June 20, 2014

Day 19: 10 Things That Happen When You Live Alone


As I was walking home from work yesterday, a pleasant kid dressed as a piece of pizza asked me if I wanted to try throwing a beanbag into a hole to win a free pizza.  The guy seemed nice and he was even pepperoni, but still I declined.  He then said to me, "C'mon, I can tell you have what it takes."  To which I said, "Yeah, but I don't have anyone to eat pizza with."

It was one of those things that comes out of your mouth before your brain has really even given it the OK, and one of those things you regret before you're even finished saying it.  I was humiliated.

One, because... well, c'mon.  When you're talking to a guy dressed as a piece of pepperoni pizza and you are the more pitiful one, there's a problem.

And two, it wasn't even really true.  Last week, I had dinner with two different friends after work.  One night, I had crepes, the other, mussels.  Surely at least one of them could be convinced to share a free pizza with me.  I mean, my jokes aren't that bad.

No, the reason I said it wasn't because I am actually alone... I just forget that I'm not.  I've spent the majority of the last two years living in a city where I came knowing absolutely no one.  I think I've gotten so used to living alone that I don't always remember that I'm not alone anymore.

And that got me thinking: what else have I gotten used to after living by myself for a while?

So here it is: the elevator pitch on the ten most common things that happen when you live alone:

1.  You never fill the pepper shaker.  See Exhibit A, pictured above.  I've got the salt but to hell with the pepper.  Everyone knows it's just for decoration anyway.

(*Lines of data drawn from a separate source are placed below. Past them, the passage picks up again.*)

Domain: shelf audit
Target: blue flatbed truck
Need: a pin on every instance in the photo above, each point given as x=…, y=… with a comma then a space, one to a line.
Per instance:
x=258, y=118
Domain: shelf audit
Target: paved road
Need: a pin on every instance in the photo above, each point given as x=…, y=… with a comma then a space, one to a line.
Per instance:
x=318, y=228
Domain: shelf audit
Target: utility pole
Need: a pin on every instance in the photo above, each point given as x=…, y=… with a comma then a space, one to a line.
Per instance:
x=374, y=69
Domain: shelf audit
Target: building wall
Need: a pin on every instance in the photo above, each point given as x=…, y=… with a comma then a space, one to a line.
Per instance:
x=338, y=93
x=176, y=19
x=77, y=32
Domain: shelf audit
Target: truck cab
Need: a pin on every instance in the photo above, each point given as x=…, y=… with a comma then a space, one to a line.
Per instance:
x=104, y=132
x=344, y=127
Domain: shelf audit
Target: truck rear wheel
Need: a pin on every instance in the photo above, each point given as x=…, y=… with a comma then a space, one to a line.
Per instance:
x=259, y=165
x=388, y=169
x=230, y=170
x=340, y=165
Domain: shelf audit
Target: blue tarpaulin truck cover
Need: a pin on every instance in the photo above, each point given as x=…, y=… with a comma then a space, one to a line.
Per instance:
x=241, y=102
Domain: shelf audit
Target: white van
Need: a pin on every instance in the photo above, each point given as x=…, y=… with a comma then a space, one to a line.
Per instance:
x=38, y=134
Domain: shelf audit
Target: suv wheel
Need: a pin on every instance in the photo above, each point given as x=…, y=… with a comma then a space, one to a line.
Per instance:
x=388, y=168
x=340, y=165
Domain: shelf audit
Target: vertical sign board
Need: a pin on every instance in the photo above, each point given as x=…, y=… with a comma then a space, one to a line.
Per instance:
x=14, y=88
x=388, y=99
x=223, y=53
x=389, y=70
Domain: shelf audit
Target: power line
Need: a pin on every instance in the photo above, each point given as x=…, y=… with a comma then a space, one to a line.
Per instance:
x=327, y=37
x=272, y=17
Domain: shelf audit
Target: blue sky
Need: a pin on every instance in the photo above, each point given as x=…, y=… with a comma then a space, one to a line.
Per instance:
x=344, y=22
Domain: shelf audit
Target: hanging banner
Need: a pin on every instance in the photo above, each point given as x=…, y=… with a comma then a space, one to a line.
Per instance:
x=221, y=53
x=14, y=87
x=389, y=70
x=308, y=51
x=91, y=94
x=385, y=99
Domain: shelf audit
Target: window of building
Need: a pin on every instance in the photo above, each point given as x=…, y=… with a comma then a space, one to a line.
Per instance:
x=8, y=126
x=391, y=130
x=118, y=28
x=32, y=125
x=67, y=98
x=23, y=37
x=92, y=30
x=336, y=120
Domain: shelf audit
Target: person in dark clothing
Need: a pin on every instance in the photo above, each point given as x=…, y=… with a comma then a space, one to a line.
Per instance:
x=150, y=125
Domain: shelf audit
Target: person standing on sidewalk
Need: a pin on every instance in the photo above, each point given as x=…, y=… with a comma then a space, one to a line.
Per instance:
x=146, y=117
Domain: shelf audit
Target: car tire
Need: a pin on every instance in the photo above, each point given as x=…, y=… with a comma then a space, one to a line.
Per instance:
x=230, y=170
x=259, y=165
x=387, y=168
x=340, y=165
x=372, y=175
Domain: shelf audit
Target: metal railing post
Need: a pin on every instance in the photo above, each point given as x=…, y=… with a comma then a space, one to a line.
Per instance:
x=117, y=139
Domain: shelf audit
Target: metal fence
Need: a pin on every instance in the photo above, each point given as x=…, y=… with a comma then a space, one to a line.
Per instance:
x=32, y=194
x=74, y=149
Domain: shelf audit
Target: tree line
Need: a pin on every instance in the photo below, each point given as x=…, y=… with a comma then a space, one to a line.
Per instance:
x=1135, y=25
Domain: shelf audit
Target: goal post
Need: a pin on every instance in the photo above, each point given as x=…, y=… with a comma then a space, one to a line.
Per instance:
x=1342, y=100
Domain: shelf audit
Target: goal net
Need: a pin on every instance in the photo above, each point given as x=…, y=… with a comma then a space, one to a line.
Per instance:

2.  Your laptop has a pretty unacceptable amount of crumbs in the keyboard.  It's bound to happen when it's where you eat dinner most nights.  Again, see Exhibit A.

3.  You become infinitely more organized.  If you run out of toilet paper, there's no one to pick some up for you after work.  Depending on the circumstance, this can be more or less catastrophic.

4.  You forget your bathroom even has a door.

5.  Your average bed straightening time decreases significantly.  You only sleep on one side, doubling your ABSR (average bed straightening rate).

6.  The only thing in your cabinet is one can of tuna.  Which you will be eating tonight.

7.  It takes three weeks after you move in to completely un-box your stuff.  But why would you when they make such convenient coffee tables?

8.  You take your mid-night bathroom breaks at a sprint. Everyone knows ghosts are 57% more likely to strike when you're alone.

9.  You stand in your kitchen in just your underwear eating the last of the yogurt straight from the container.   Not that I  have specifically ever done that half an hour ago or anything.

10.  You say things like "I don't have anyone to eat pizza with" to strangers you meet on the street.  But then again, more pizza for you.

Linking up with Whitney this Friday.  I had to.